“就让主公这么以为吧。主公在高兴的时候,会更像是一位贤君。”
“楚、晋、秦三国自北杏大会之时,就未派使者向主公称贺,其心中对我齐国称霸必然不服。”婧姬担心地说道。
“我齐国以尊王号召天下,堂堂正正,三国不会公然挑战,但一定会想法捣乱,拆散盟约。秦国和晋国还未征服戎族,尚有后顾之忧,且国中亦不安宁,难以与我齐国为敌。但楚国兵势正强,恐怕很快就会惹出麻烦来。”
“我想起来了,楚国一向与郑国订有盟约,我齐国大军一退,楚国只怕就会对郑国兴师问罪。”

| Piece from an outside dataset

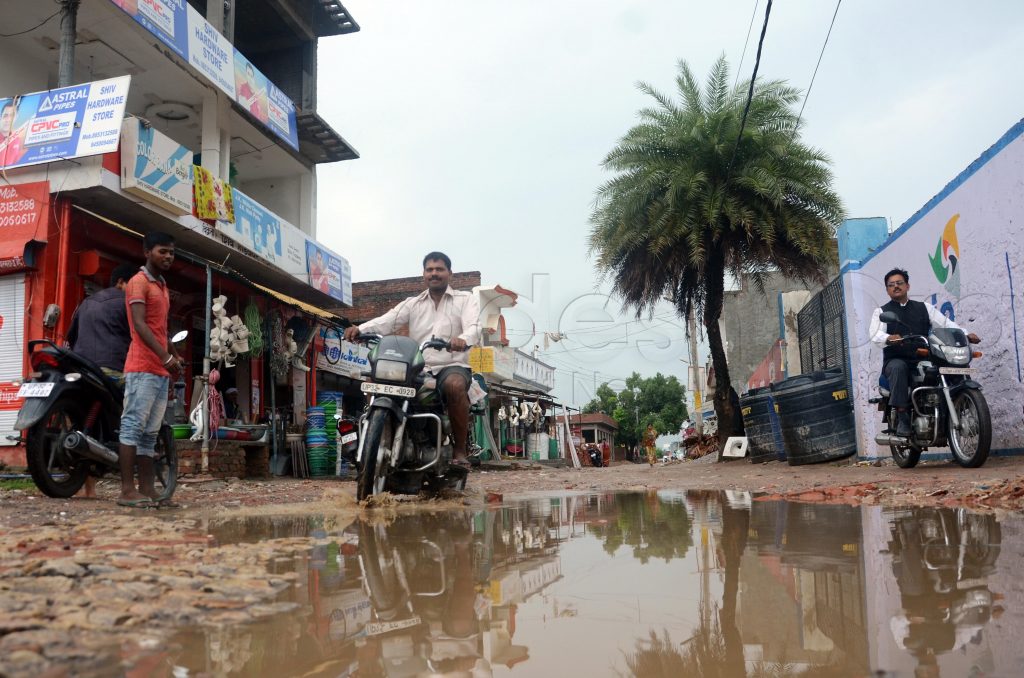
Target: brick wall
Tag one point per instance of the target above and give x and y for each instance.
(377, 297)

“楚国欲称雄中原,一定要降服郑国。因为郑国地处冲要,且又邻近周室。”
“郑国为周室近支宗族,会降服楚国吗?”
“但愿郑国不会降服楚国。”管仲说着,向车窗外望去。大军已行至齐国境内,道旁是一块块方整平坦的良田,直延伸到遥远的天际。
嗯?前些年此处尚为荒野之地,想不到今日已成良田了。据边塞戍卒言道,各国逃人都愿奔我齐国,仅近两年就达万户之多,使我齐国人力大增。如此看来,我富民益国之策已渐获成功了啊。只要主公有耐心,再忍几年,我齐国一定会拥有强大的物力支撑军用。到了那时,我齐国就可以打败任何强敌,成为真正的天下霸主。
管仲想着,精神振奋起来,脸上的忧色一扫而空。